En revanche, la Ferme générale fut impliquée dans les
choix de politique fiscale en faveur de la traite. Les
compagnies de commerce bénéficiaient de l’exemption des
droits de sortie sur les vivres et munitions destinées aux
voyages vers les côtes africaines (arrêt des 18 septembre
et 25 novembre 1671), et d’une
manière générale de l’exemption des droits (octrois,
péages, passages, traites domaniales) qui entravaient la circulation des marchandises à l'intérieur du royaume. Elles devaient présenter à la Ferme générale les soumissions certifiant que les marchandises étaient destinées au commerce avec l'Afrique. Le ministre
Chamillart ordonna le 17 juillet 1704 aux Fermiers de respecter les privilèges de la
compagnie royale du Sénégal. Desmaretz agit de même le 14
janvier 1714, exhortant les
commis des droits de Convoi et Comptablie de Bordeaux de laisser sortir les vins destinés au Havre et à Honfleur pour
être transborder dans les navires affrétés pour l’Afrique.
Lorsque le commerce
avec la Guinée devint libre (de mars 1716 à janvier 1720), l’exemption des
droits de sortie fut également acquise pour les
marchandises du cru du royaume (toiles, quincaillerie,
mercerie, verroterie, fusils …). De même, les
compagnies de commerce, et plus tard les négociants,
furent exemptés de la moitié des droits d’entrée sur les
marchandises rapportées soit des côtes d’Afrique soit des
îles d’Amérique. Cet avantage fut rappelé pour la
compagnie de Guinée en 1688
(arrêt du 20 mars) et pour la compagnie du Sénégal en
1690 (arrêt du 16
décembre). Dès lors, la Ferme générale dut mettre en œuvre
les contrôles nécessaires à la jouissance de ce privilège.
En 1702 par exemple, le
fermier général Thomas Templier s’opposa aux
marchands de Nantes et
d’Angers, Goujon et Henriot, qui réclamaient la
restitution de 548 livres payés au bureau d’Ingrandes
pour neuf barriques de sucre qu’ils avaient
achetées à la compagnie de Guinée, au titre de
l’exemption des droits. Pour Templier
toutefois, le privilège
accordé à la compagnie de Guinée était personnel et ne
pouvait s’étendre à ceux qui achetaient les marchandises.
Pour bénéficier de
cette exemption à l’entrée, les capitaines de
vaisseaux devaient se munir des factures issues de
la vente des noirs dans les colonies car de la valeur de cette vente
dépendait le montant de l’exemption (la déduction se
faisait jusqu’à concurrence du montant de la
facture). Sur place, ces factures faisaient
l’objet d’un visa des employés du Domaine d’Occident et d’un
certificat de l’administration de l’intendant. Ces
certificats étaient présentés à l’arrivée en métropole. La
Ferme générale tenait les comptes de tous les certificats
à Paris.
Notons que seuls les droits de traites pouvaient être
réduits au retour ; ceux du Domaine d’Occident (3% de la valeur
des marchandises acquittés à l’entrée dans les ports de France, quarante sols sur les sucres) restaient dus. Les armateurs de
Bordeaux tentèrent
sans succès d’échapper à ces droits de nature domaniale.

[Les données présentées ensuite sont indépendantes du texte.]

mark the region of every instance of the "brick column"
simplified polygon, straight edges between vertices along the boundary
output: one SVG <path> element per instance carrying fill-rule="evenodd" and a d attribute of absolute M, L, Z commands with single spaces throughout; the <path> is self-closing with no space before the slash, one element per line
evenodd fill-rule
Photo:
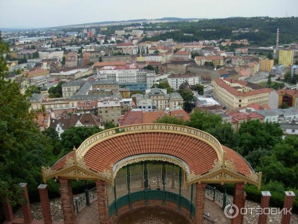
<path fill-rule="evenodd" d="M 262 191 L 260 207 L 262 208 L 268 208 L 269 207 L 271 196 L 271 194 L 269 191 Z M 260 215 L 259 216 L 259 222 L 258 222 L 258 224 L 266 224 L 267 218 L 267 215 Z"/>
<path fill-rule="evenodd" d="M 46 184 L 41 184 L 38 186 L 38 189 L 39 193 L 39 198 L 40 199 L 40 204 L 41 205 L 44 222 L 45 224 L 52 224 L 53 221 L 52 221 L 52 214 L 51 214 L 47 187 L 48 185 Z"/>
<path fill-rule="evenodd" d="M 74 206 L 73 191 L 71 180 L 59 179 L 60 196 L 62 202 L 62 210 L 65 224 L 75 224 L 75 213 Z"/>
<path fill-rule="evenodd" d="M 234 186 L 234 199 L 233 204 L 239 208 L 240 211 L 241 208 L 245 205 L 244 184 L 235 184 Z M 236 217 L 232 220 L 231 224 L 242 224 L 243 223 L 243 216 L 239 214 Z"/>
<path fill-rule="evenodd" d="M 284 208 L 286 209 L 288 209 L 289 211 L 290 209 L 293 207 L 293 203 L 294 202 L 294 198 L 295 197 L 295 194 L 293 191 L 286 191 L 285 192 L 286 195 L 285 196 L 285 201 L 284 202 Z M 292 209 L 290 212 L 292 213 Z M 282 216 L 282 222 L 281 224 L 290 224 L 290 221 L 291 220 L 291 214 L 288 213 L 286 214 L 283 214 Z"/>
<path fill-rule="evenodd" d="M 109 204 L 108 202 L 108 189 L 107 183 L 103 181 L 95 181 L 98 216 L 100 224 L 109 223 Z"/>
<path fill-rule="evenodd" d="M 5 220 L 8 222 L 12 221 L 13 219 L 13 213 L 10 201 L 6 196 L 4 196 L 4 198 L 3 198 L 2 205 L 5 216 Z"/>
<path fill-rule="evenodd" d="M 197 183 L 196 188 L 195 224 L 203 224 L 206 185 L 205 184 Z"/>
<path fill-rule="evenodd" d="M 30 207 L 30 202 L 29 201 L 29 196 L 28 195 L 28 188 L 27 183 L 20 183 L 19 186 L 23 189 L 22 197 L 26 201 L 26 204 L 22 205 L 22 210 L 24 215 L 24 220 L 25 223 L 30 223 L 33 219 Z"/>

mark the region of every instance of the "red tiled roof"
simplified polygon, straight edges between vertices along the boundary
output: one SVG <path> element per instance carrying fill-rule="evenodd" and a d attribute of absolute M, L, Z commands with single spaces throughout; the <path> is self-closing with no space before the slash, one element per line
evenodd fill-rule
<path fill-rule="evenodd" d="M 190 55 L 190 52 L 189 51 L 178 51 L 177 52 L 176 52 L 175 54 L 178 55 Z"/>
<path fill-rule="evenodd" d="M 120 126 L 126 126 L 131 124 L 153 123 L 162 116 L 167 115 L 162 111 L 129 111 L 124 116 L 121 118 L 119 122 Z M 169 115 L 175 116 L 184 120 L 189 120 L 189 114 L 184 110 L 178 110 L 170 112 Z"/>
<path fill-rule="evenodd" d="M 108 139 L 89 149 L 84 159 L 91 169 L 103 172 L 124 158 L 144 153 L 162 153 L 180 158 L 197 175 L 207 173 L 218 158 L 211 146 L 199 139 L 179 134 L 151 132 Z"/>
<path fill-rule="evenodd" d="M 226 152 L 226 161 L 232 161 L 236 170 L 244 175 L 251 174 L 246 161 L 232 149 L 222 146 Z M 53 167 L 58 170 L 63 168 L 70 152 Z M 110 169 L 125 158 L 134 155 L 161 153 L 171 155 L 184 161 L 190 170 L 196 175 L 208 173 L 218 159 L 216 151 L 207 143 L 197 138 L 182 134 L 164 132 L 145 132 L 128 134 L 114 137 L 93 146 L 85 154 L 86 166 L 95 172 Z"/>
<path fill-rule="evenodd" d="M 111 66 L 112 65 L 125 65 L 126 62 L 124 61 L 107 61 L 105 62 L 95 62 L 93 64 L 93 67 L 95 66 Z"/>
<path fill-rule="evenodd" d="M 238 173 L 244 175 L 251 174 L 249 165 L 241 156 L 233 150 L 224 145 L 222 146 L 223 149 L 225 150 L 225 160 L 232 161 L 235 168 Z"/>
<path fill-rule="evenodd" d="M 224 79 L 224 80 L 226 80 Z M 237 82 L 240 85 L 246 86 L 247 84 L 246 82 L 241 81 L 240 80 L 232 80 L 228 79 L 228 82 Z M 220 86 L 223 89 L 224 89 L 227 91 L 229 92 L 230 93 L 233 94 L 234 96 L 237 96 L 238 97 L 249 97 L 253 95 L 257 95 L 258 94 L 262 94 L 265 93 L 269 93 L 272 91 L 271 89 L 264 88 L 257 90 L 253 90 L 250 91 L 247 91 L 245 92 L 240 92 L 238 91 L 235 88 L 228 86 L 227 84 L 226 84 L 220 78 L 218 78 L 214 80 L 214 81 L 216 83 L 217 85 Z"/>
<path fill-rule="evenodd" d="M 117 47 L 128 47 L 130 46 L 132 47 L 135 46 L 135 44 L 131 42 L 127 42 L 126 43 L 121 43 L 117 45 Z"/>

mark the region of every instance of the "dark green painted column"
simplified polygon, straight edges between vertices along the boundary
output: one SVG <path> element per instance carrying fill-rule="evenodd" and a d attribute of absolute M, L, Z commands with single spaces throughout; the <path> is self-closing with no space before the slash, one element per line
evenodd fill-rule
<path fill-rule="evenodd" d="M 127 191 L 128 192 L 128 204 L 129 205 L 129 208 L 132 208 L 132 200 L 131 199 L 131 192 L 130 192 L 130 170 L 129 169 L 129 166 L 126 167 L 126 175 L 127 176 Z"/>
<path fill-rule="evenodd" d="M 162 205 L 165 205 L 165 166 L 162 163 Z"/>
<path fill-rule="evenodd" d="M 148 169 L 147 167 L 147 162 L 145 162 L 144 177 L 145 178 L 145 205 L 148 203 Z"/>
<path fill-rule="evenodd" d="M 116 178 L 114 179 L 114 198 L 115 198 L 115 210 L 116 211 L 116 215 L 118 215 L 118 206 L 117 205 L 117 189 L 116 188 Z"/>
<path fill-rule="evenodd" d="M 181 167 L 179 168 L 179 199 L 178 202 L 178 209 L 179 210 L 181 206 L 181 190 L 182 186 L 182 170 Z"/>

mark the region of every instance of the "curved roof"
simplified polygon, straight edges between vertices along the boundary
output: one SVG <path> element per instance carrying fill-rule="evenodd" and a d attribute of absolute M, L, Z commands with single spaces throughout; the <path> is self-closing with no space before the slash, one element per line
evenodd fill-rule
<path fill-rule="evenodd" d="M 123 129 L 119 131 L 119 128 Z M 255 184 L 260 180 L 246 160 L 232 149 L 222 146 L 214 137 L 195 128 L 167 124 L 130 125 L 96 134 L 48 168 L 46 176 L 49 177 L 46 178 L 59 176 L 55 173 L 66 170 L 76 162 L 74 161 L 79 160 L 85 170 L 104 174 L 105 179 L 112 180 L 117 173 L 115 164 L 122 163 L 125 166 L 132 157 L 152 157 L 153 154 L 160 155 L 162 161 L 168 161 L 164 159 L 169 157 L 182 161 L 187 166 L 183 167 L 187 183 L 203 177 L 204 181 L 217 179 L 217 183 L 224 182 L 226 178 L 229 182 L 243 181 L 241 177 L 247 179 L 245 182 Z M 107 172 L 111 174 L 106 175 Z M 217 172 L 221 172 L 220 178 L 214 177 Z"/>

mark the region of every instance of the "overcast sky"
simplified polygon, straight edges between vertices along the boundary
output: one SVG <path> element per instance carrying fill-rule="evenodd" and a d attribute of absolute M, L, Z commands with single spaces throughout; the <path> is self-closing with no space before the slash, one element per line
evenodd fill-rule
<path fill-rule="evenodd" d="M 0 0 L 0 27 L 163 17 L 298 16 L 298 0 Z"/>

La Ferme d’Occident fit régulièrement les représentations
nécessaires pour défendre ses intérêts, au temps
d’Oudiette, de Jean Fauconnet et pendant tout le XVIIIe
siècle. La question fut
âprement discutée devant la Cour des aides
car initialement, le privilège des compagnies à monopole
reconnaissait la réduction de moitié des droits du
Domaine d’Occident, lorsque celui-ci se prélevait sur place en
Amérique. Puis la Ferme d’Occident organisa
la levée au retour en métropole, ce qui incita les
négociants à les confondre avec les droits de traites.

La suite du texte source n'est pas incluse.